Sgùrr na Ciste Duibhe has a subsidiary Top on this east ridge, listed in the Munros Tables, Sgùrr nan Spainteach (Peak of the Spaniards) (990 metres). The peak's unusual name derives from the Battle of Glen Shiel which took place on the southern slopes of the mountain in 1719. 300 Spanish troops fought a brave rearguard action in the battle on the side of the defeated Jacobite rebels and the peak was named by locals in their honour. The steep south west slopes of Sgùrr na Ciste Duibhe have a large boulder lying on them known as "Prince Charlie's Stone", this is where Bonnie Prince Charlie spent a red hot day in the summer of 1746 hiding from government troops. At the time he had a £30,000 bounty on his head after fleeing after the Battle of Culloden.

The summit of Sgùrr na Ciste Duibhe is remarkable in having slipped down by 5–10 metres from the Glen Shiel Fault, which runs just behind it on the north-east. The fault trace cuts the east ridge at the awkward 'bad step' and crosses the north shoulder at the "Red Top", these outcrops being linked by a fretted crest. Route-finding along the Five Sisters ridge can thus be difficult in mist and snow. The slippage has also created dangerous fissures up to 10 metres deep on the upper south face, including the eponymous 'black chest'. Part of the slippage collapsed, probably 10,000 years ago, leaving a long cavity scar, creating the knoll for the 1719 battle, and temporarily damming the river which has cut through it at the defile of the Pass of Glen Shiel

== Climbing ==
The direct ascent of Sgùrr na Ciste Duibhe begins at a parking place at on the A87 main road in Glen Shiel.

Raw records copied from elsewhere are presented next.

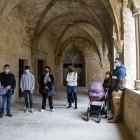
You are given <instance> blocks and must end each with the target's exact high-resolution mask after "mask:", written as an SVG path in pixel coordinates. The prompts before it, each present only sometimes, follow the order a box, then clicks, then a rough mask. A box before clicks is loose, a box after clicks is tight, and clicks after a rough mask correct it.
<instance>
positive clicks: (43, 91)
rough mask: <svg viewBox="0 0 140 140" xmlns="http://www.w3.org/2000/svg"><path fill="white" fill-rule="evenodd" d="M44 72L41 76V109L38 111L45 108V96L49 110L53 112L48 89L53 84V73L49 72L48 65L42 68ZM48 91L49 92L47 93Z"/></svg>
mask: <svg viewBox="0 0 140 140" xmlns="http://www.w3.org/2000/svg"><path fill="white" fill-rule="evenodd" d="M44 70H45V74H44V75H42V77H41V89H42V97H43V100H42V109H41V110H40V112H44V111H45V108H46V98H48V101H49V106H50V111H52V112H54V111H55V110H54V109H53V101H52V95H51V94H50V91H51V90H52V87H53V85H54V78H53V75H51V74H50V71H51V69H50V67H49V66H46V67H45V68H44ZM48 93H49V94H48Z"/></svg>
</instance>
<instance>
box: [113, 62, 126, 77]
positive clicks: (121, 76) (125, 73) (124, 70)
mask: <svg viewBox="0 0 140 140" xmlns="http://www.w3.org/2000/svg"><path fill="white" fill-rule="evenodd" d="M113 76H117V78H118V79H125V77H126V68H125V67H124V65H123V64H122V65H121V66H120V67H118V68H116V69H115V70H114V71H113Z"/></svg>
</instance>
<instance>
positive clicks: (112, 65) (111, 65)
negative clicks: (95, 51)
mask: <svg viewBox="0 0 140 140" xmlns="http://www.w3.org/2000/svg"><path fill="white" fill-rule="evenodd" d="M107 56H108V59H109V62H110V70H112V71H113V69H114V61H113V60H114V59H113V56H112V54H108V55H107Z"/></svg>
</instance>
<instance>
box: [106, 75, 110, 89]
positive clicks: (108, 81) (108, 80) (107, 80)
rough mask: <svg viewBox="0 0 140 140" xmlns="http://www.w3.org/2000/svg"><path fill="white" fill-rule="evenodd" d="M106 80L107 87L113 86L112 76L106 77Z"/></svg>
mask: <svg viewBox="0 0 140 140" xmlns="http://www.w3.org/2000/svg"><path fill="white" fill-rule="evenodd" d="M105 80H106V81H107V82H106V87H110V86H111V78H110V77H105Z"/></svg>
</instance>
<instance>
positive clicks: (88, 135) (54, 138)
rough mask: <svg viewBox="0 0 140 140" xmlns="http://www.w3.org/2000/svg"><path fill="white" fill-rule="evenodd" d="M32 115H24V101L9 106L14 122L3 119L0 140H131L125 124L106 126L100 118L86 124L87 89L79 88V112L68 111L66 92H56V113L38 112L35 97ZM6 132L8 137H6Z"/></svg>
mask: <svg viewBox="0 0 140 140" xmlns="http://www.w3.org/2000/svg"><path fill="white" fill-rule="evenodd" d="M33 100H34V113H33V114H32V113H30V112H29V113H24V109H25V108H24V100H22V101H18V102H17V103H15V104H13V105H12V113H13V115H14V117H13V118H7V116H4V118H3V121H0V130H1V131H0V139H3V140H30V139H34V140H38V139H40V140H46V139H49V140H93V139H95V140H102V139H104V140H112V139H113V140H132V137H131V135H130V134H129V132H128V131H127V129H126V127H125V126H124V124H123V123H122V122H121V123H118V124H108V123H107V119H106V118H104V116H102V119H101V123H100V124H99V123H97V122H96V120H97V118H96V117H90V120H89V122H87V120H86V110H87V106H88V102H89V100H88V96H87V89H86V88H80V87H79V88H78V110H75V109H74V108H71V109H67V108H66V106H64V104H65V102H66V88H58V93H57V95H56V96H54V100H53V102H54V109H55V112H50V111H49V106H48V102H47V108H46V111H45V112H43V113H42V112H39V110H40V107H41V102H42V99H41V96H40V95H39V96H34V97H33ZM7 131H8V135H7Z"/></svg>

It is a steep ascent up the hillside to the Bealach an Lapain where the eastern ridge of the mountain is then followed to the summit. This walk can be continued north west to take in the other peaks of the Five Sisters ridge, finishing eight kilometres from the starting point on the shores of Loch Duich. The summit is marked by a large cairn and gives extensive views.